A City Can'T Be All New

Jerry Ortiz y Pino
\
5 min read
Share ::
There's been another piece chipped out of Albuquerque's soul in recent weeks and even if its loss hasn't drawn notice, we are all a little diminished by it.

The thing is, a city is more than an accumulation of shiny new buildings. If it is a living, breathing community, there is a blend of the old and the new, a healthy mix of history and cutting edge technology. It is the presence of our ancestors just as much as it is our attempt to entice newcomers.

That's why you should take with a grain of salt all the talk being ginned up by those who should know better that Rio Rancho will soon rival Albuquerque as the economic center of the state.

Chamber of Commerce types have been saying that the sprawling bedroom suburb on the mesa, which has in recent weeks broken ground for a new civic arena and a new “City Center” for its local government, could one day be the Dallas to Albuquerque's quaint, stodgy old Fort Worth; the Minneapolis to Burque's St. Paul.
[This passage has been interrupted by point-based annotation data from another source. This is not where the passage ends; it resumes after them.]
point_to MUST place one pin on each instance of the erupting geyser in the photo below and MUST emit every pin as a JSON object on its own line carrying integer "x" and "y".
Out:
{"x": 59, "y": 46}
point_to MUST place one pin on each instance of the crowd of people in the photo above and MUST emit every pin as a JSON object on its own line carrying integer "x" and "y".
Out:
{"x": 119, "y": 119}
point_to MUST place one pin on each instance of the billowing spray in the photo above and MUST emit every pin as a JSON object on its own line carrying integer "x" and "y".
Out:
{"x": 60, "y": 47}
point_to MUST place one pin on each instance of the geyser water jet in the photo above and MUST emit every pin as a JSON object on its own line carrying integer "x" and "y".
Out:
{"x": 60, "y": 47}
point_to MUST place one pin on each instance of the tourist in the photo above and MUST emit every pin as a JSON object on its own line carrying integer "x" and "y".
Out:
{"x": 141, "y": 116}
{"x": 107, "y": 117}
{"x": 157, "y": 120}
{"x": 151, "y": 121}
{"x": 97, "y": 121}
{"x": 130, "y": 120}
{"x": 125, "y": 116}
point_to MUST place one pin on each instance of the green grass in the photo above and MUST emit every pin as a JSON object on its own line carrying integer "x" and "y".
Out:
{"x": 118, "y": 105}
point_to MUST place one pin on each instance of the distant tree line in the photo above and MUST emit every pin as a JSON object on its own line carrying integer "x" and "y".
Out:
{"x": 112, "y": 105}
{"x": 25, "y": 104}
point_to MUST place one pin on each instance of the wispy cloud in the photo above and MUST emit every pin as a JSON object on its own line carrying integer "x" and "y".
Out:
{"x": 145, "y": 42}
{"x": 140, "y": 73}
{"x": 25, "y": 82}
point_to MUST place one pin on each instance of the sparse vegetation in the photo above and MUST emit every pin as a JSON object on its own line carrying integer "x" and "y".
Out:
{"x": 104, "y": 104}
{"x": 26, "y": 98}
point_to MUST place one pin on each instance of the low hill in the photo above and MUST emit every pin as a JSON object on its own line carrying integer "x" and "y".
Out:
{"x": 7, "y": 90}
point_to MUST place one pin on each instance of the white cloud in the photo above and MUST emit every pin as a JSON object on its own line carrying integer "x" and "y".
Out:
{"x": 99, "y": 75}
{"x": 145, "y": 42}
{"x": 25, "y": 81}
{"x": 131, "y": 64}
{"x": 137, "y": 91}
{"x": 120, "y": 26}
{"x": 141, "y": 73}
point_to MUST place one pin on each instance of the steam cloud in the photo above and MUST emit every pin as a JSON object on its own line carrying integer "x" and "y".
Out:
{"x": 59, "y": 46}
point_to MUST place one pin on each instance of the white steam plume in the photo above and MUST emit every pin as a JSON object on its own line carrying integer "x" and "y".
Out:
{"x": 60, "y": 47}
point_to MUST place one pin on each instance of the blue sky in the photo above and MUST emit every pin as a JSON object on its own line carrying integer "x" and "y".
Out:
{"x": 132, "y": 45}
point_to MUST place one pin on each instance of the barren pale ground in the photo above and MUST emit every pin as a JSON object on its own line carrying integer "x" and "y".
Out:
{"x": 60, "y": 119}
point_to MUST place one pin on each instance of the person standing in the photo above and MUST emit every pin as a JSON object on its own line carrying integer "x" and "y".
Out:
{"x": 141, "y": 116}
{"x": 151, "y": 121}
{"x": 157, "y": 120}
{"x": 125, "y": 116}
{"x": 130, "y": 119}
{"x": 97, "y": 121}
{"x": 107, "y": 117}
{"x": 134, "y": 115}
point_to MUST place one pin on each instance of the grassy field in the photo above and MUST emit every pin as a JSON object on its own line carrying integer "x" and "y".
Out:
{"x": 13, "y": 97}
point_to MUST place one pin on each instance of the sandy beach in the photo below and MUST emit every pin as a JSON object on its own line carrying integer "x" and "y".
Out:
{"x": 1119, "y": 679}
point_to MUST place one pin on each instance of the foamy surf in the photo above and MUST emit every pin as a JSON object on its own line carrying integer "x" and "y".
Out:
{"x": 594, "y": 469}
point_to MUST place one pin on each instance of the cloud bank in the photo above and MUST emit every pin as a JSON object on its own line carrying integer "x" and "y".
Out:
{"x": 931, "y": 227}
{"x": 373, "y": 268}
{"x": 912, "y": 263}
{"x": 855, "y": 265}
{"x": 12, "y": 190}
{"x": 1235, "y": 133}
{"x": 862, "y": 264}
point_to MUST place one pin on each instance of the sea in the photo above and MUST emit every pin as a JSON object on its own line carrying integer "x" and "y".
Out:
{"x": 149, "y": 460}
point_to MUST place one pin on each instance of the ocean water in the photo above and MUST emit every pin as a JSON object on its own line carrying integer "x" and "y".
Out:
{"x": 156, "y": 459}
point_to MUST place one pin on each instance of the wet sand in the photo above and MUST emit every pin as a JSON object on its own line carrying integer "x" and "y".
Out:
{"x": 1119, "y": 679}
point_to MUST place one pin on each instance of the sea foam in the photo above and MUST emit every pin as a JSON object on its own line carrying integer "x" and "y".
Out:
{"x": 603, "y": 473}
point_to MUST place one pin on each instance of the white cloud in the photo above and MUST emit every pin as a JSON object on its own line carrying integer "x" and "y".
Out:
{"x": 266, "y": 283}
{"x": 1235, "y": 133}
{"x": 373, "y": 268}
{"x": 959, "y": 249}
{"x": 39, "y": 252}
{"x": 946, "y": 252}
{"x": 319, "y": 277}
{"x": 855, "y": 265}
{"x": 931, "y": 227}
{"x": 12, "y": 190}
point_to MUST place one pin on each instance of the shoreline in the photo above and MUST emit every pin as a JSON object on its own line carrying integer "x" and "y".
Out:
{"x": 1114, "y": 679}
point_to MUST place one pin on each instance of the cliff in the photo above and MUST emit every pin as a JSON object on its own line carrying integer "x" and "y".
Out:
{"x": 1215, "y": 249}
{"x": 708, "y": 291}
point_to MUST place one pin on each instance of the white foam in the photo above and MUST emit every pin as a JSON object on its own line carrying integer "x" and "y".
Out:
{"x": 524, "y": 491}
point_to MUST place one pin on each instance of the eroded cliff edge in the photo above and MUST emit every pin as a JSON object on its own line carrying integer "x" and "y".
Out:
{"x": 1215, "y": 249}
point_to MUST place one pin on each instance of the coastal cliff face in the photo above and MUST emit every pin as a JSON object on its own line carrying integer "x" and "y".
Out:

Don't believe it. The television cameras that covered the Rio Rancho groundbreakings made sure to include a wide-angle shot of Albuquerque's skyline in the distance for a reason. There's nothing in Rio Rancho except the Intel plant's expanse of characterless fabrication facilities to take a picture of that says, “This is Rio Rancho!”

When the land salesmen, the development promoters and the get-rich-quick strip mall specialists who are rankled over Albuquerque's new Planned Growth Strategy issue their glowing predictions for Rio Rancho's rosy future and contrast it with Albuquerque's supposedly slow decline, we all need to read between the lines. They have an agenda, and it is not the creation of a sustainable city.

So there was something very sad for me when, just about the time that Albuquerque began its civic orgy of Tricentennial celebrating (i.e., 290 years before Rio Rancho declared itself a city), we allowed a significant piece of our history to be bulldozed without at least a moment of silence, if not a tear or two, to mark its passing.

I suppose on the grand scale of civic destruction, the loss of Baxter's Sunset Inn on West Central near Old Town does not rank up there with the Alvarado Hotel's demise or with the Franciscan Hotel's eradication, earlier thumbs to the eye of history in this town.

At least the Manzano Day School, the organization that brought the grand old ballroom down in a heap of rubble, has some new structure underway to replace it—a major improvement over the 50 years that the Alvarado property grew weeds and collected debris. Meanwhile, the vacant expanse of parking places that now occupies the Franciscan's old locale on Copper at Sixth has sat idly at our city's center for decades.

Still, it is worrisome that a tile like the Sunset Inn could fall from our community's mosaic and not even draw mention. So I want to issue a weak chirp of protest, although months too late to do any good and probably years after the threat to the landmark was first issued but slipped past my notice. I hope, however, that it's still in time to register in our collective consciousness so that we become more vigilant about these losses in the future.

The city planning department, when contacted about the sudden eradication of the old adobe dance hall that contained so many memories for generations of Albuquerqueans, professed bewilderment. “It wasn't a landmark; it hadn't been plagued; we didn't know anyone would care.”

The official city view seems to be that something that old should be replaced with a shiny, new, vastly more functional structure, perhaps of the sort that Rio Rancho seems to specialize in. One of those slap-'em-up-for-20-years and then toss-'em-out-when-fully-amortized structures you find in Bakersfield, Plano and any of a dozen Atlanta or Houston suburbs.

Our Downtown neighborhood association was probably asleep at the wheel when this project zipped past the city's approval process. Someone should have blown a whistle about it months ago. Someone should have prepared an article for the newspapers on all the wonderful memories the old place held. The romances that blossomed there, the rivalries, business deals and friendships that were cemented there ought to have been documented.

We should have been told what we were about to lose.

But we weren't and now it's gone, another tiny chink of our history removed forever, fast-tracked into oblivion.

There is so much more that goes into making a collection of people a city than new buildings. Rio Rancho can't be a city until it has a history. Albuquerque mustn't forget that a city's real history is much more than banners, parades and statuary every 50 years or so. Our real history deserves more than that sort of lip service.

What sets us apart from a thousand indistinguishable agglomerations of disposable buildings elsewhere in the country is how we weave together the old and the new, how we preserve aspects of the past and incorporate them into our future, how we blend our memories with our dreams.

That was what we were supposed to have learned from the sad history of the Alvarado and the Franciscan. Maybe the Sunset Inn's loss will etch the lesson more deeply. If not, we run the risk of losing our community's soul. Then we really will be a rival for Rio Rancho.